I feel like I have to clarify before I begin this review: I am not a crazy fan of The Bachelor.
By that, I mean I don’t host watch parties. And I pretty much only watch the first episode to see all the weird entrances and the last episode to see if I agree with the happy ending that in all statistical probability won’t last very long.
I didn’t even watch Courtney Robertson and Ben Flajnik’s season, which is why I surprised myself by picking this book up.
Robertson wrote I Didn’t Come Here to Make Friends as a bit of a memoir of her life, but mostly as a play-by-play of her time on The Bachelor and the year afterwards she was engaged to Flajnik before it all came tumbling down.
In the process, Robertson has probably planted herself firmly outside the legions of Bachelor Nation since she doesn’t hold back about the process at all.
While everything is “real” on the show, it seemed like a lot of it was actually scripted. Her infamous skinny-dip with Flajnik: yea, she had to get permission from producers to ‘spontaneously’ show up outside Flajnik’s suite.
And her happily ever after doesn’t sound so happy. She described never really living with her fiance, who ended up being quite controlling and needy and a lot of other things.

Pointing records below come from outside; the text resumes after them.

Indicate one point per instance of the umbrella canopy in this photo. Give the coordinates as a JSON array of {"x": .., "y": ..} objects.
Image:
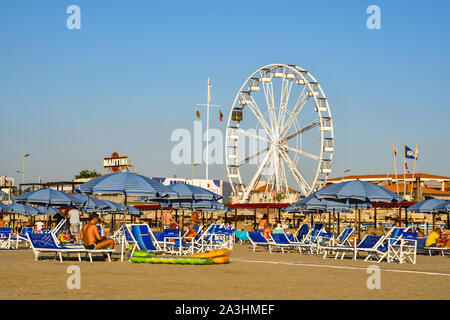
[
  {"x": 48, "y": 197},
  {"x": 188, "y": 191},
  {"x": 51, "y": 211},
  {"x": 358, "y": 191},
  {"x": 200, "y": 205},
  {"x": 126, "y": 183},
  {"x": 91, "y": 203},
  {"x": 3, "y": 207},
  {"x": 312, "y": 203},
  {"x": 21, "y": 208},
  {"x": 425, "y": 205},
  {"x": 114, "y": 207},
  {"x": 443, "y": 207}
]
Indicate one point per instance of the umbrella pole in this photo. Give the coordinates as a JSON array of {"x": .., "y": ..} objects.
[
  {"x": 359, "y": 221},
  {"x": 329, "y": 221},
  {"x": 375, "y": 218},
  {"x": 339, "y": 227},
  {"x": 406, "y": 217},
  {"x": 123, "y": 224},
  {"x": 448, "y": 221}
]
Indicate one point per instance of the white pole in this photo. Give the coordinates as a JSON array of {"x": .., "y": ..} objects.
[
  {"x": 414, "y": 169},
  {"x": 207, "y": 128}
]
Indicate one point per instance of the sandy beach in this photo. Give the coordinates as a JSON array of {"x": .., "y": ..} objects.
[{"x": 260, "y": 275}]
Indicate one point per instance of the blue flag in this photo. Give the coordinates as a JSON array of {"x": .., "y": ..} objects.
[{"x": 409, "y": 154}]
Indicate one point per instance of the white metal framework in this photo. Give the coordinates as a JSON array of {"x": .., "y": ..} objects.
[{"x": 282, "y": 111}]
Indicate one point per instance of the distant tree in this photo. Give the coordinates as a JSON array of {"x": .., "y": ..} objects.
[{"x": 87, "y": 174}]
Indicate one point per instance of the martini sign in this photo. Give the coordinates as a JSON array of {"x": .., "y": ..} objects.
[{"x": 115, "y": 162}]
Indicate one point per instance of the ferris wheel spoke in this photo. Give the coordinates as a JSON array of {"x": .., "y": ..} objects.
[
  {"x": 298, "y": 176},
  {"x": 252, "y": 156},
  {"x": 257, "y": 113},
  {"x": 310, "y": 126},
  {"x": 301, "y": 102},
  {"x": 268, "y": 94},
  {"x": 253, "y": 135},
  {"x": 257, "y": 175},
  {"x": 303, "y": 153},
  {"x": 284, "y": 100}
]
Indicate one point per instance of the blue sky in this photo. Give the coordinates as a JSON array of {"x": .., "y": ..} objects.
[{"x": 134, "y": 71}]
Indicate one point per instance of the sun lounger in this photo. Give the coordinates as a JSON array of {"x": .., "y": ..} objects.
[
  {"x": 6, "y": 237},
  {"x": 282, "y": 242},
  {"x": 404, "y": 248},
  {"x": 342, "y": 240},
  {"x": 242, "y": 236},
  {"x": 257, "y": 239},
  {"x": 430, "y": 250},
  {"x": 143, "y": 238},
  {"x": 47, "y": 242}
]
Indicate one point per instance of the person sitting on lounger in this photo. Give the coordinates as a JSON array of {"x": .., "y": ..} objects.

However, I wouldn’t be surprised to see Robertson land on her feet. She describes having hook-ups in her pre-Bachelor days with Jesse Metcalfe and Adrian Grenier.
One thing I did find interesting was Robertson’s message to Bachelor haters about the success of the show’s couples. (Let’s be honest: for every Sean and Catherine/Trista and Ryan, there’s a few Jake and Viennas.)

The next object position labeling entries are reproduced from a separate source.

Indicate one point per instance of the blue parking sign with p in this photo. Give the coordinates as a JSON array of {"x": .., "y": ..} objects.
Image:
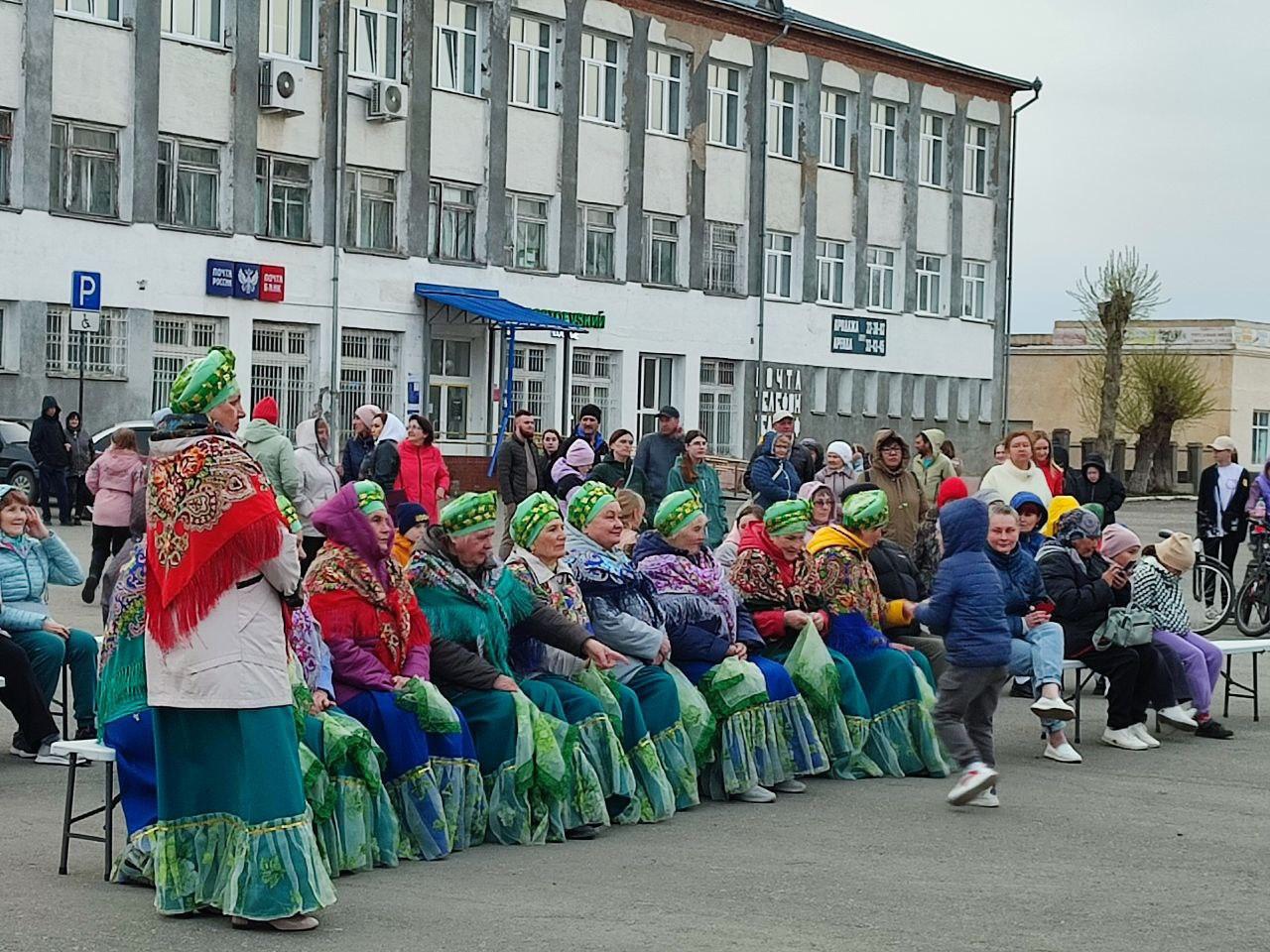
[{"x": 85, "y": 291}]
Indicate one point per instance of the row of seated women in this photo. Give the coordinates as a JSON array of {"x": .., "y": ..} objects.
[{"x": 457, "y": 701}]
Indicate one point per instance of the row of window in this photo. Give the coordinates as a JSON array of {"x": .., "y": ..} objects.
[{"x": 287, "y": 28}]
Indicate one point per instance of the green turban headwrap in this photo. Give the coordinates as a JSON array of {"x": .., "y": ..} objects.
[
  {"x": 531, "y": 517},
  {"x": 866, "y": 511},
  {"x": 370, "y": 497},
  {"x": 588, "y": 502},
  {"x": 677, "y": 512},
  {"x": 204, "y": 384},
  {"x": 789, "y": 517},
  {"x": 470, "y": 513}
]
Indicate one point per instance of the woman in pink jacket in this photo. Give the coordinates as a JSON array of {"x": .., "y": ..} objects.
[
  {"x": 423, "y": 476},
  {"x": 113, "y": 477}
]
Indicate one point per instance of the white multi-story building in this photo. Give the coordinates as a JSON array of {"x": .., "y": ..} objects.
[{"x": 326, "y": 186}]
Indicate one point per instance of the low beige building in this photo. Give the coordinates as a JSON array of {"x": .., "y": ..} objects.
[{"x": 1233, "y": 354}]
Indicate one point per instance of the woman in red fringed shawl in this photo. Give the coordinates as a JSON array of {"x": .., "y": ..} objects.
[
  {"x": 234, "y": 832},
  {"x": 381, "y": 658}
]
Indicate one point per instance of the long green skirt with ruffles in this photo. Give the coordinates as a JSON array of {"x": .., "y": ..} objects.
[
  {"x": 234, "y": 833},
  {"x": 353, "y": 816}
]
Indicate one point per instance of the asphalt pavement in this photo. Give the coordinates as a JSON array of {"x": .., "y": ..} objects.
[{"x": 1128, "y": 851}]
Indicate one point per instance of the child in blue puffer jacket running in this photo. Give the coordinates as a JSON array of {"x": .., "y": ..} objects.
[{"x": 968, "y": 608}]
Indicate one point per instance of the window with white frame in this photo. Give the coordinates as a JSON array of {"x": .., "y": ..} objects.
[
  {"x": 1261, "y": 434},
  {"x": 883, "y": 122},
  {"x": 830, "y": 266},
  {"x": 531, "y": 63},
  {"x": 5, "y": 154},
  {"x": 594, "y": 380},
  {"x": 452, "y": 221},
  {"x": 198, "y": 19},
  {"x": 105, "y": 353},
  {"x": 84, "y": 169},
  {"x": 919, "y": 409},
  {"x": 779, "y": 266},
  {"x": 368, "y": 370},
  {"x": 282, "y": 189},
  {"x": 598, "y": 241},
  {"x": 942, "y": 398},
  {"x": 974, "y": 290},
  {"x": 531, "y": 380},
  {"x": 834, "y": 132},
  {"x": 783, "y": 118},
  {"x": 178, "y": 339},
  {"x": 189, "y": 184},
  {"x": 375, "y": 39},
  {"x": 724, "y": 84},
  {"x": 666, "y": 91},
  {"x": 93, "y": 9},
  {"x": 881, "y": 278},
  {"x": 724, "y": 258},
  {"x": 934, "y": 149},
  {"x": 448, "y": 386},
  {"x": 663, "y": 250},
  {"x": 930, "y": 278},
  {"x": 846, "y": 393},
  {"x": 975, "y": 159},
  {"x": 371, "y": 213},
  {"x": 717, "y": 405},
  {"x": 289, "y": 28},
  {"x": 457, "y": 45},
  {"x": 599, "y": 79},
  {"x": 527, "y": 226},
  {"x": 870, "y": 402},
  {"x": 282, "y": 356},
  {"x": 656, "y": 390}
]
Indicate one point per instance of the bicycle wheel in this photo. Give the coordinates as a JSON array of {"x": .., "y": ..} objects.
[
  {"x": 1210, "y": 595},
  {"x": 1252, "y": 606}
]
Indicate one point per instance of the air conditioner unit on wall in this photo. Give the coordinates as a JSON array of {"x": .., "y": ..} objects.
[
  {"x": 280, "y": 87},
  {"x": 386, "y": 102}
]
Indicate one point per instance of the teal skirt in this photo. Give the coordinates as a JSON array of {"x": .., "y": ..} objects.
[{"x": 234, "y": 832}]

She said that the success rate of the show is about on par with couples in real life. Only a small portion of couplings in real life actually go on to be successful. Which, if you think about, is true. On average, a woman or man probably dates 2-4 people seriously (meaning any relationship lasting a few months or longer) before they get married. So, having about 1/3 of relationships on The Bachelor work out is about par for the course.
Granted, these relationships would probably fare a little better if there weren’t paparazzi following the couples around looking for any sign that things aren’t what they seem… but ya know, you can’t have everything be perfect and easy.
Overall, I found this book really easy and quick to read. It was funny and charming and I actually ended up feeling a little bit of sympathy toward Robertson.
I think this book is a great read for any serious or casual fan of reality TV.